October 29, 2021, 9:45 PM UTC

2020 was quite the year to become a CFO.

“We literally lost all our revenue from one week to another,” says Matthias Tillmann, CFO of hotel search company Trivago, who was one of three newly minted CFOs who spoke with Fortune on a virtual panel Oct. 28.

COVID closed businesses and dug into bottom lines, and it forced many industries to ramp up and rethink their technology spending, on top of the immediate and pressing demand of how to keep their employees safe.

“I think it’s important to understand that you can’t be everything to everyone all at once,” says Cynthia Gaylor, CFO of DocuSign. “And that includes from a customer perspective.”

DocuSign had to take a step back and reevaluate what its customers’ urgent needs were, versus their aspirational needs. It’s not just about prioritizing for growth, she says, but guaranteeing you are prioritizing in the right places.

It’s also important to gauge where a company’s investments may reap the most reward, according to Broadridge CFO Edmund Reese. Broadridge, a communications and data intelligence company, has six different business units, and Reese says he has learned how to focus—not just on which businesses are growing most, but which products within those businesses are offering most from their original investment. “You need to be very clear on measuring the return from your different products in your different business segments and allocating your resources against that,” he says.

In some cases, COVID was an opportunity for companies to take another look internally, and see whether they were taking the advice they’d been offering customers.

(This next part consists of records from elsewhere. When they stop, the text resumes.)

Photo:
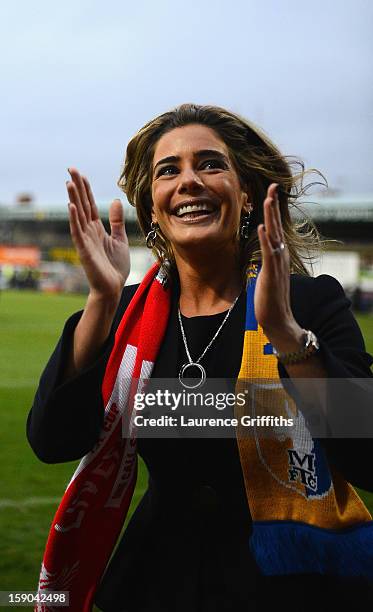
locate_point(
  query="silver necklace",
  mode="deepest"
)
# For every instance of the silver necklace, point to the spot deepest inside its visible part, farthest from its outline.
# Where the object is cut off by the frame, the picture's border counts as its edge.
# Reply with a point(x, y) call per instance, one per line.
point(196, 363)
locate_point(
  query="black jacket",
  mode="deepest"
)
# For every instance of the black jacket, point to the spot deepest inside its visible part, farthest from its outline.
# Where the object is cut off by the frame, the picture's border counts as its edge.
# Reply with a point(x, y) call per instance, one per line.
point(168, 535)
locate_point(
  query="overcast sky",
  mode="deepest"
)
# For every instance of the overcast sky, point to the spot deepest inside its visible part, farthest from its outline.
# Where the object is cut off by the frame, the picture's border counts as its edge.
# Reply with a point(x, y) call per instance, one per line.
point(80, 77)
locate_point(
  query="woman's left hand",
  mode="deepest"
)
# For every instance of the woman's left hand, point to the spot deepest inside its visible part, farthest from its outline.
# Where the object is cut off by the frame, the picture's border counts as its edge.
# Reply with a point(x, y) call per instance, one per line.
point(272, 293)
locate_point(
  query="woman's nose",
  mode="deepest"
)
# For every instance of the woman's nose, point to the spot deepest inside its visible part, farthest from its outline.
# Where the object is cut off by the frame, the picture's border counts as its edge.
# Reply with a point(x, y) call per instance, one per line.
point(189, 181)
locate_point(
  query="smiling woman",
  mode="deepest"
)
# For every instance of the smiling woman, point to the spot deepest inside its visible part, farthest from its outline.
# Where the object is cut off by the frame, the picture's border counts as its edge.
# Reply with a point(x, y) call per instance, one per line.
point(226, 523)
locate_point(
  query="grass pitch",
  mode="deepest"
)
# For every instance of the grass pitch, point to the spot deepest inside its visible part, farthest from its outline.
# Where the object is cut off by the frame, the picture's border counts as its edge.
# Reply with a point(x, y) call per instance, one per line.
point(30, 325)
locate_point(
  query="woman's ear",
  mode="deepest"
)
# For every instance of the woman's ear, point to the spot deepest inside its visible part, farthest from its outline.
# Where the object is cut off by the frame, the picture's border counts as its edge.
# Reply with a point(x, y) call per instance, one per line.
point(247, 203)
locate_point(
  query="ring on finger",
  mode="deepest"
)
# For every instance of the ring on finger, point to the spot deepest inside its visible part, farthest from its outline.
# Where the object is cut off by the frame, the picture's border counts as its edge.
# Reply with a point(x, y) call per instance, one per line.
point(279, 249)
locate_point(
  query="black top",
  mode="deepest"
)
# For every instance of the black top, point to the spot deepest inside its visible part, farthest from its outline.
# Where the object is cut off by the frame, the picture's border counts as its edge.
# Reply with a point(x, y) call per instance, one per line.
point(186, 546)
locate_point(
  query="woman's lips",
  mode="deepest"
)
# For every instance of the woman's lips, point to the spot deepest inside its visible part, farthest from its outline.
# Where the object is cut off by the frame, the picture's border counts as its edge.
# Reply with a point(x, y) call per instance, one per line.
point(196, 217)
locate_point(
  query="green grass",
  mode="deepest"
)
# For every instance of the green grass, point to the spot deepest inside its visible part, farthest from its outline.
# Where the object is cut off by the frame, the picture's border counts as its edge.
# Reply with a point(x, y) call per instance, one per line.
point(30, 324)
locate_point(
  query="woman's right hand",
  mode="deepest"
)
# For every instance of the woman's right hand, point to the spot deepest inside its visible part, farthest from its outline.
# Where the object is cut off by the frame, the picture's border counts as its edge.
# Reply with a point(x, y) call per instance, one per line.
point(105, 258)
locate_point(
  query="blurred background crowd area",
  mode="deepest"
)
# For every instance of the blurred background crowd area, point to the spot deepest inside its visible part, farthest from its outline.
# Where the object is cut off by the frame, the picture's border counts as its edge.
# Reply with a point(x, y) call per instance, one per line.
point(36, 250)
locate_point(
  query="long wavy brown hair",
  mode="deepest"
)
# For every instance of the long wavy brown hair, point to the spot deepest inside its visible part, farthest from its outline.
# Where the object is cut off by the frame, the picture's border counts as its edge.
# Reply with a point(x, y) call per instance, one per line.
point(258, 163)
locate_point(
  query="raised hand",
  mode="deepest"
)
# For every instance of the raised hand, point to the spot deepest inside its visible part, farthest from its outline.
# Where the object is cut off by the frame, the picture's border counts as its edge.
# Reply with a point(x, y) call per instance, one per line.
point(105, 258)
point(272, 293)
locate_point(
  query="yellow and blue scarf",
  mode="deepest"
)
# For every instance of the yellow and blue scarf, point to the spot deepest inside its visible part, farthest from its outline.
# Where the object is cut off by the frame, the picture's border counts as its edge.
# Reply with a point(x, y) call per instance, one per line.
point(306, 517)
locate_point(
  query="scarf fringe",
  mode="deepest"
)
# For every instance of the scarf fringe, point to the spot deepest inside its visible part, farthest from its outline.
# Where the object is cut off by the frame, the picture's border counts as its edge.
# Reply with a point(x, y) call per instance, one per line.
point(289, 547)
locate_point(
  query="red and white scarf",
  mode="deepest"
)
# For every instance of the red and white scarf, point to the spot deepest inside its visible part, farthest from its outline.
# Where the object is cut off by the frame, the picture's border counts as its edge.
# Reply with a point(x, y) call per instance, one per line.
point(95, 504)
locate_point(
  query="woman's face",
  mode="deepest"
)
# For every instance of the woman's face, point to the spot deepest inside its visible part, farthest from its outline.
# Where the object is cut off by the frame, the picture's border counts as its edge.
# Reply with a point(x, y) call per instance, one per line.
point(197, 196)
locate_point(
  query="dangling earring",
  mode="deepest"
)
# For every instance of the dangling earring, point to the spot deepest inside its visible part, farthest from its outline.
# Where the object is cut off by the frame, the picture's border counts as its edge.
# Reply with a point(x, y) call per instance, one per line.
point(245, 226)
point(152, 235)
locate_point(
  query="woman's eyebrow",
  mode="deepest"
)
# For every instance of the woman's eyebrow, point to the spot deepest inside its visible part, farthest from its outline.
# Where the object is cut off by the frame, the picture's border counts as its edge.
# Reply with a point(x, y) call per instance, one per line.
point(198, 154)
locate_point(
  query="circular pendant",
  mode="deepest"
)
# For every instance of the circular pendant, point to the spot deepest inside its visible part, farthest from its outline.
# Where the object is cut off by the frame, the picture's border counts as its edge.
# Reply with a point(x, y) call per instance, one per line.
point(199, 382)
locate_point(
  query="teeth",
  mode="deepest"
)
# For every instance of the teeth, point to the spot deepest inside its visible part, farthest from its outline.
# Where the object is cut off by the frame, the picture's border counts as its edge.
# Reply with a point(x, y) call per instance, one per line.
point(192, 208)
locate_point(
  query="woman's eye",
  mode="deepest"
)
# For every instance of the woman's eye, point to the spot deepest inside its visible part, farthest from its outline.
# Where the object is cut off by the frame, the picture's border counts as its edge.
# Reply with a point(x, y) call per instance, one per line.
point(213, 163)
point(167, 170)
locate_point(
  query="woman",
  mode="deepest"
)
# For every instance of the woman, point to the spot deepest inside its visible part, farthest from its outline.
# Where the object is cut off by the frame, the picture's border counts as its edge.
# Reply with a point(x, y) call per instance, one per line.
point(212, 194)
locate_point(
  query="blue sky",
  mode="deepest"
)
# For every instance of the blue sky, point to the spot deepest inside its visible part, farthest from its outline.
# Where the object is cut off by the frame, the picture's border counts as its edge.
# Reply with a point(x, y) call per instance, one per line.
point(79, 78)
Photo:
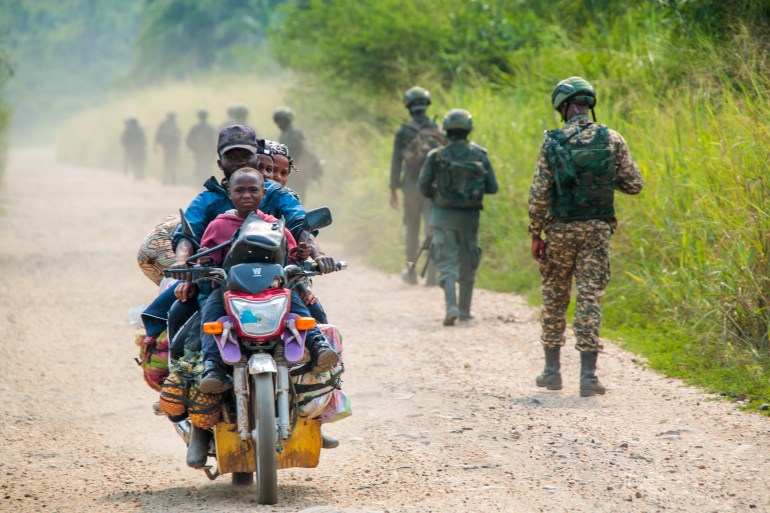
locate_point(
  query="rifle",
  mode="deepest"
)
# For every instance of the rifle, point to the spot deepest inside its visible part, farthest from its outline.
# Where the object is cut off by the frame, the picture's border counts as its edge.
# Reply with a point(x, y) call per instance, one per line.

DocuSign reps emphasize how its product allows clients to work from anywhere, but “we haven’t been as good about digitizing our own systems and infrastructure,” Gaylor says. The company is “kind of drinking our own champagne, if you will,” she says.  

Challenges ahead for CFOs shouldn’t always be seen as a bad thing: They are also a chance to reevaluate products and priorities. “These challenges are coming, but they’re also opportunities,” Reese says.